Fig. 5 is a block diagram of an image reconstruction apparatus according to an exemplary embodiment of the present invention, the image reconstruction apparatus including the steps of: a cropping module 51, an input module 52 and a stitching module 53.

The cropping module 51 is used for cropping the Stage image into a plurality of Stage image blocks to be reconstructed.

Optionally, the cropping module 51 employs an image cropping function to crop a Stage image patch into a plurality of Stage image patches.

The input module 52 is used for inputting the Stage image blocks into a FLAIR image reconstruction model trained in advance for image reconstruction.

The splicing module 53 is configured to splice FLAIR image blocks output by the FLAIR image reconstruction model into a FLAIR image.

Optionally, the stitching module stitches the FLAIR image blocks into the FLAIR image by using a linear superposition algorithm.

In another example, the image reconstruction device further comprises an acquisition module and a model training module for implementing model building.
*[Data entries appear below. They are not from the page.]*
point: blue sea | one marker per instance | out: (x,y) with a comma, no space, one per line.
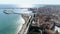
(10,23)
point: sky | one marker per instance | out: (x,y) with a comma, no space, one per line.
(53,2)
(29,3)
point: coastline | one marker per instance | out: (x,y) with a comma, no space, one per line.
(26,18)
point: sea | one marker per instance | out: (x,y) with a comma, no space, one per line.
(10,23)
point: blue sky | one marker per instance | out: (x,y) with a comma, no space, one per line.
(53,2)
(29,3)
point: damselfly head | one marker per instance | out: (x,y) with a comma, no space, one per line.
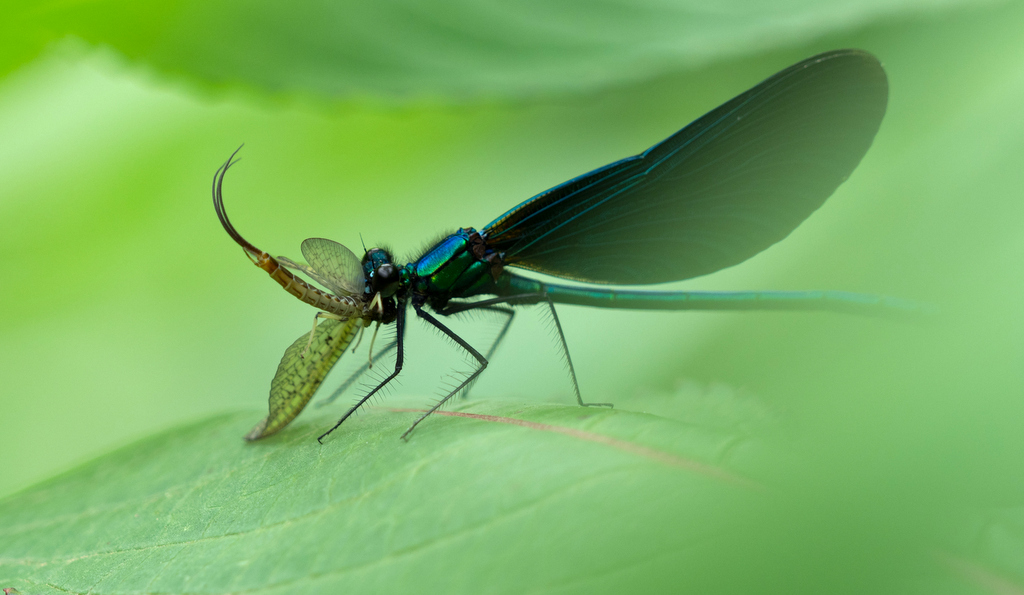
(382,274)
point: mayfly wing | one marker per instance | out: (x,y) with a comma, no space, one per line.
(312,273)
(298,378)
(339,267)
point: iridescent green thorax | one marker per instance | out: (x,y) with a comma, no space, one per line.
(458,265)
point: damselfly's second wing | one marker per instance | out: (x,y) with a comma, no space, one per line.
(721,189)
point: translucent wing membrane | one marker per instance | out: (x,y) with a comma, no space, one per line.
(718,192)
(298,378)
(335,265)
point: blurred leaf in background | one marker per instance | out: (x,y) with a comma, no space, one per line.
(893,461)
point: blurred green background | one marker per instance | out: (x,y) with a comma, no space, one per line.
(125,308)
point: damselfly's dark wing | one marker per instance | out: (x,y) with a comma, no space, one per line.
(718,192)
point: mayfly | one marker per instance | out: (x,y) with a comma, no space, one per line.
(723,188)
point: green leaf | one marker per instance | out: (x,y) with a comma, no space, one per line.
(502,497)
(453,49)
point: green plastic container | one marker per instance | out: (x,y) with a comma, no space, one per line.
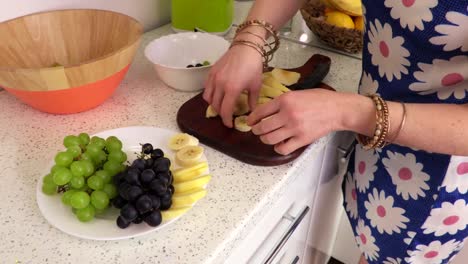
(214,16)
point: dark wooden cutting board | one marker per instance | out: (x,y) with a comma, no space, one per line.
(245,147)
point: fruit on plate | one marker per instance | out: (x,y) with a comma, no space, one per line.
(182,140)
(189,156)
(285,77)
(349,7)
(83,174)
(144,189)
(339,19)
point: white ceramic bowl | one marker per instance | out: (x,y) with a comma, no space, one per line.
(171,54)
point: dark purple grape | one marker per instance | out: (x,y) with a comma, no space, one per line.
(138,220)
(119,202)
(147,176)
(147,148)
(158,187)
(134,192)
(138,164)
(123,190)
(144,204)
(171,189)
(129,212)
(155,200)
(122,223)
(154,219)
(165,204)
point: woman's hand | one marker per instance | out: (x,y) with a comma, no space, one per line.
(238,70)
(296,119)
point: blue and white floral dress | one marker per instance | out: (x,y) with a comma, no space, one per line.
(408,205)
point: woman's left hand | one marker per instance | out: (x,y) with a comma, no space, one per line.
(296,119)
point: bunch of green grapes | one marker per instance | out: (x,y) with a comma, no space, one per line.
(83,174)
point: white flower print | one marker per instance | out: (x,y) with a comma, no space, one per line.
(387,52)
(392,261)
(351,196)
(449,219)
(412,13)
(410,237)
(368,85)
(364,166)
(456,177)
(434,253)
(453,36)
(444,77)
(366,242)
(383,215)
(407,175)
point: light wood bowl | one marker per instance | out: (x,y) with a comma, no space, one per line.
(49,57)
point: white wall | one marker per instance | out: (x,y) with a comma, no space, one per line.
(151,13)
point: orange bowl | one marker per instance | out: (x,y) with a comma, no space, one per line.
(67,61)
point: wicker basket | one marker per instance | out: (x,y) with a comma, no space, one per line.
(349,40)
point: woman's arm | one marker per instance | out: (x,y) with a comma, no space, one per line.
(441,128)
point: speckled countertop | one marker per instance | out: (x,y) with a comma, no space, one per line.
(238,194)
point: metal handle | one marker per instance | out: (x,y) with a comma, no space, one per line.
(295,260)
(296,221)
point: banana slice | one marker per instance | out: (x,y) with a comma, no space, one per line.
(187,186)
(188,199)
(189,156)
(210,112)
(174,212)
(240,123)
(182,140)
(242,106)
(276,84)
(286,77)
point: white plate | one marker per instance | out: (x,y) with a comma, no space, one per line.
(105,228)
The acquisition module is used for acquiring a plurality of groups of training data, and each group of training data comprises a Stage image and a FLAIR image of an imaging object;

the cutting module is further used for cutting the Stage image and the FLAIR image based on the same cutting strategy aiming at each group of training data to respectively obtain a plurality of Stage image blocks and a plurality of FLAIR image blocks;

and the model training module is used for training the neural network model by taking the Stage image block as input and taking the FLAIR image block as a label to obtain the FLAIR image reconstruction model.

Fig. 6 is a block diagram of a processing apparatus of image data according to an exemplary embodiment of the present invention, the processing apparatus including: an acquisition module 61, a cropping module 62, and a model training module 63.

The obtaining module 61 is configured to obtain multiple sets of image data; each set of image data comprises a Stage image and a FLAIR image of the imaging subject;

the cutting module 62 is configured to cut a Stage image and a FLAIR image based on the same cutting strategy for each group of image data to obtain a plurality of Stage image blocks and a plurality of FLAIR image blocks, respectively;

the model training module 63 is used for training a neural network model by taking the Stage image block as input and the FLAIR image block as a label to obtain a FLAIR image reconstruction model; the FLAIR image reconstruction model is used for image reconstruction.

Optionally, the cropping module is specifically configured to:

randomly selecting a first area on the Stage image and cutting to obtain a Stage image block;

and aiming at each cutting of the Stage image, selecting a second area with the same size at the relative position of the FLAIR image and cutting to obtain a FLAIR image block.

Fig. 7 is a schematic structural diagram of an electronic device according to an exemplary embodiment of the present invention, and the electronic device 70 shown in fig. 7 is only an example and should not bring any limitation to the functions and the scope of the embodiment of the present invention.

As shown in FIG. 7, the electronic device 70 may take the form of a general purpose computing device, which may be a server device, for example. The components of the electronic device 70 may include, but are not limited to: the at least one processor 71, the at least one memory 72, and a bus 73 connecting the various system components (including the memory 72 and the processor 71).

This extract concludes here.